Louvre Museum
The Louvre: A Strategy for Not Wasting Your Day
The Louvre holds around 550,000 objects, displays roughly 35,000 of them, and covers 72,735 square metres of exhibition space. If you spent one minute in front of every displayed work, you would need 10 full days. You probably have three hours. Here is how to use them without spending the first 90 minutes in the queue.
Getting In
Book tickets online at ticketlouvre.fr. Timed-entry tickets cost €22 for adults (2025-2026 price). Without a pre-booked slot, the queue at the glass pyramid on a summer day is 90 minutes minimum. The Richelieu Passage entrance from Rue de Rivoli (accessible directly from Palais-Royal - Musée du Louvre metro exit) is faster for ticket-holders.
Free on the first Sunday of each month from October through March, and free for visitors under 18. On free summer Sundays it gets very crowded; arrive at opening (09:00).
The museum is closed on Tuesdays. Open Monday, Thursday, Saturday, Sunday 09:00-18:00; Wednesday and Friday 09:00-21:45. The Wednesday and Friday evening sessions are significantly less crowded than daytime. If you are flexible, Friday evening is the best time to visit the Louvre.
Three Routes Through the Collection
Route 1: The Greatest Hits (2 hours)
Denon wing, first floor. The Mona Lisa is in room 711, behind glass, across a red cord, surrounded by people holding phones. It is smaller than most people expect (53 x 77 cm). The Wedding at Cana by Paolo Veronese, directly across from it on the same wall, is 10 metres wide and technically comparable. Most visitors ignore it entirely.
Continue to the Winged Victory of Samothrace at the top of the Daru Staircase – a headless Hellenistic marble figure that is exactly as impressive as advertised – and Venus de Milo in room 346.
Route 2: The Less Photographed, Equally Good (2 hours)
Richelieu wing, second floor: French paintings from the 17th and 18th centuries, far fewer crowds.

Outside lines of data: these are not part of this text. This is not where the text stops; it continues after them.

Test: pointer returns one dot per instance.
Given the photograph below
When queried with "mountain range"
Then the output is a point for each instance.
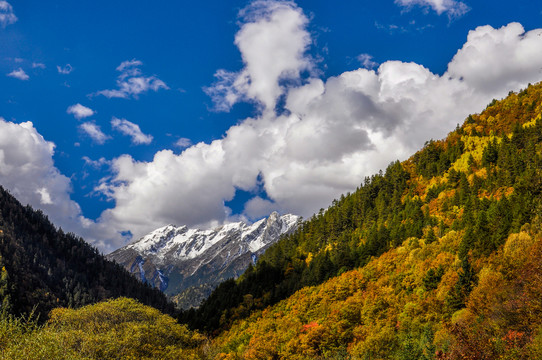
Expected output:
(435, 258)
(187, 264)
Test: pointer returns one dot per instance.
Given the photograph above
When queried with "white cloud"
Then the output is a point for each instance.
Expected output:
(79, 111)
(64, 70)
(19, 74)
(493, 59)
(183, 143)
(267, 57)
(91, 129)
(333, 134)
(97, 164)
(131, 82)
(36, 65)
(451, 7)
(366, 61)
(129, 128)
(27, 170)
(7, 17)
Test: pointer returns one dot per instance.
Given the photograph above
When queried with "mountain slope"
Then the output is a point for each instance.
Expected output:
(190, 263)
(44, 267)
(482, 182)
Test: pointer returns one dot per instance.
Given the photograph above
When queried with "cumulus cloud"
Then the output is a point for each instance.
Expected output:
(131, 82)
(130, 129)
(7, 17)
(324, 138)
(330, 134)
(94, 132)
(267, 57)
(80, 111)
(451, 7)
(19, 74)
(28, 171)
(366, 61)
(183, 143)
(97, 164)
(64, 70)
(36, 65)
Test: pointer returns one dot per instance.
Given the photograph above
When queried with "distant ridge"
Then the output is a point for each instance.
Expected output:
(189, 263)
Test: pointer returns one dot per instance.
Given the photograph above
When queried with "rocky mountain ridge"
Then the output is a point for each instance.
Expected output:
(189, 263)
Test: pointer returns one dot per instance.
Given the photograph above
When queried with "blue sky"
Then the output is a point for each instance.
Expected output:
(119, 117)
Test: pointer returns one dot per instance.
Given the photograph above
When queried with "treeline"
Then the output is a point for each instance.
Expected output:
(43, 268)
(483, 180)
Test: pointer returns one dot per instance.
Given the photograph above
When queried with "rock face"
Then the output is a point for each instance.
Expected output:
(187, 264)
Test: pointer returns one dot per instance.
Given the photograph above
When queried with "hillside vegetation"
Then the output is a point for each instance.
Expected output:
(483, 181)
(114, 329)
(42, 267)
(446, 246)
(438, 257)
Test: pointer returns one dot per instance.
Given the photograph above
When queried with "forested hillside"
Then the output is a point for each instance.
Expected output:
(438, 257)
(438, 221)
(45, 268)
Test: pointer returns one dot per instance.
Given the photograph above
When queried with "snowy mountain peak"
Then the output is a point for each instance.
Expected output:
(176, 259)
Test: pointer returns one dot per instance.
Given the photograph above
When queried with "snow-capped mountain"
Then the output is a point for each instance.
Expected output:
(189, 263)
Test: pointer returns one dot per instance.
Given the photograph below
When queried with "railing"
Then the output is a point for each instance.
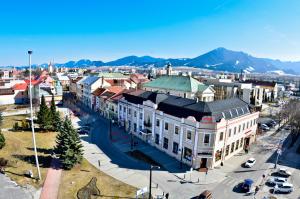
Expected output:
(147, 124)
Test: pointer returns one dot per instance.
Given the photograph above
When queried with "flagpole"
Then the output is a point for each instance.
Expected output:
(31, 118)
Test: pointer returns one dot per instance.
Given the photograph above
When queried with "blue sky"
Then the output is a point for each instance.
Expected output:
(104, 30)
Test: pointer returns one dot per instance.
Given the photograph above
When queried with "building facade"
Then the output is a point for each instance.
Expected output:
(200, 134)
(182, 86)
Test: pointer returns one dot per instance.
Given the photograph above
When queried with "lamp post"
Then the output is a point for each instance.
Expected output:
(31, 117)
(151, 167)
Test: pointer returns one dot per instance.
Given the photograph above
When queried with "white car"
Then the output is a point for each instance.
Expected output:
(250, 162)
(284, 188)
(283, 172)
(276, 181)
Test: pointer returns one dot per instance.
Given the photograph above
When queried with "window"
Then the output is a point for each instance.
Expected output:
(141, 116)
(156, 138)
(218, 155)
(187, 154)
(227, 150)
(232, 147)
(166, 142)
(176, 130)
(221, 136)
(157, 122)
(188, 135)
(175, 147)
(129, 125)
(206, 138)
(166, 126)
(237, 144)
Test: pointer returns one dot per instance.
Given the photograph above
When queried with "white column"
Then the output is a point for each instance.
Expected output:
(195, 144)
(143, 117)
(153, 124)
(138, 118)
(181, 137)
(161, 130)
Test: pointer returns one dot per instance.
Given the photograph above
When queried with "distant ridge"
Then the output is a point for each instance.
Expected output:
(220, 59)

Watteau’s Embarkation for Cythera, Poussin’s studies of antiquity.
Denon wing, ground floor: Greek and Roman antiquities, including the Borghese Gladiator, a late Hellenistic marble that is simply one of the best things in the entire museum. Almost no one goes there because it does not appear in the tourist top-ten lists.

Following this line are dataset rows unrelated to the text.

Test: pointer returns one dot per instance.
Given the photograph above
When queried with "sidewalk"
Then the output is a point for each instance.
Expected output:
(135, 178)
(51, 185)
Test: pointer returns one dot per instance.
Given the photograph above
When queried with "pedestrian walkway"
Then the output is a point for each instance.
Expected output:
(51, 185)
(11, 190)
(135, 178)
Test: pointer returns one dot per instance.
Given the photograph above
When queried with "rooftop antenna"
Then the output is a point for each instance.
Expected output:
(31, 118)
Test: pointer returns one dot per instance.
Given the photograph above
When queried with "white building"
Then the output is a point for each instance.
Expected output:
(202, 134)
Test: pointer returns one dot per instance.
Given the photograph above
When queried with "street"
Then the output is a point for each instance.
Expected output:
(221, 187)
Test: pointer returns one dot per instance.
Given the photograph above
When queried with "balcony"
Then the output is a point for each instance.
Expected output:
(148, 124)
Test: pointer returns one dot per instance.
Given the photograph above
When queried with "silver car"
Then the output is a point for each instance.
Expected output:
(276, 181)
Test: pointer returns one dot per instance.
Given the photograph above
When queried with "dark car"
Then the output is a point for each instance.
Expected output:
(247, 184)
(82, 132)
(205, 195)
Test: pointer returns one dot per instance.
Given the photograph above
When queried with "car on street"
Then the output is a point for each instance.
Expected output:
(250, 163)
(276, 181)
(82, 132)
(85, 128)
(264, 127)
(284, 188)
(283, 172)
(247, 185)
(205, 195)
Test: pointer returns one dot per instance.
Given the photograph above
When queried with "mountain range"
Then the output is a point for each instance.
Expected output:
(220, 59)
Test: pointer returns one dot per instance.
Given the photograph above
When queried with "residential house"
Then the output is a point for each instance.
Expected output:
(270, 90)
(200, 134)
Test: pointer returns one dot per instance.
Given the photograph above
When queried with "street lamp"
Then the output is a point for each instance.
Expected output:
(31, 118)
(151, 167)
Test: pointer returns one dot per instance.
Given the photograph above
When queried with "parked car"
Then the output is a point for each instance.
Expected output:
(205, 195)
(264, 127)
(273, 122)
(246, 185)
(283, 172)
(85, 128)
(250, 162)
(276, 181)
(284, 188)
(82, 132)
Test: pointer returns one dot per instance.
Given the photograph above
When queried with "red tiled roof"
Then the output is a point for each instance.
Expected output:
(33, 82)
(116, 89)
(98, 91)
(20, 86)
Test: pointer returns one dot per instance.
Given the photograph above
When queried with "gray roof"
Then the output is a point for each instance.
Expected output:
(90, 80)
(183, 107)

Route 3: For Children or Non-Specialists (1.5 hours)
Egyptian Antiquities in the Sully wing has one of the best Egyptian collections outside Cairo. The everyday life section – domestic objects, writing tools, furniture – is more engaging for children than the mummies, which are smaller and less dramatic than cinema suggests.
The Building
The Louvre was a fortress (12th century), then a royal palace, then France’s first state museum (1793). The medieval foundations are visible in the Sully wing basement: the moat and towers of Philip II’s 12th-century fortress, included in general admission. The glass pyramid by I.M. Pei opened in 1989, was massively controversial at the time, and is now generally considered successful. It serves as a natural light source for the underground hall below.
Near the Museum
Jardin des Tuileries runs east from the Louvre toward Place de la Concorde: 63 acres of formal garden, free to walk through, with the best views of the Louvre’s Denon wing facade from the eastern terrace.

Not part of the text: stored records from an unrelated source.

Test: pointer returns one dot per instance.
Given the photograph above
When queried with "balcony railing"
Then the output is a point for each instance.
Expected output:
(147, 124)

Palais-Royal, 200 metres north, has free gardens with arcades of specialist shops (vintage coins, stamps, antiques) and the Buren striped columns in the central courtyard. Good for coffee from the adjacent cafes.
Musée d’Orsay, 1.5km southwest, has the Impressionist collection the Louvre lacks, housed in a converted Beaux-Arts railway station. If you are in Paris for more than two days, both museums need their own afternoon.
Eating
Avoid the Louvre’s own restaurant. For food near the museum: Angelina at 226 Rue de Rivoli has served the same thick hot chocolate recipe since 1903 (around €9 a cup). Juveniles at 47 Rue de Richelieu is a wine bar doing a short lunch menu with good cheese and charcuterie, unpretentious, local crowd.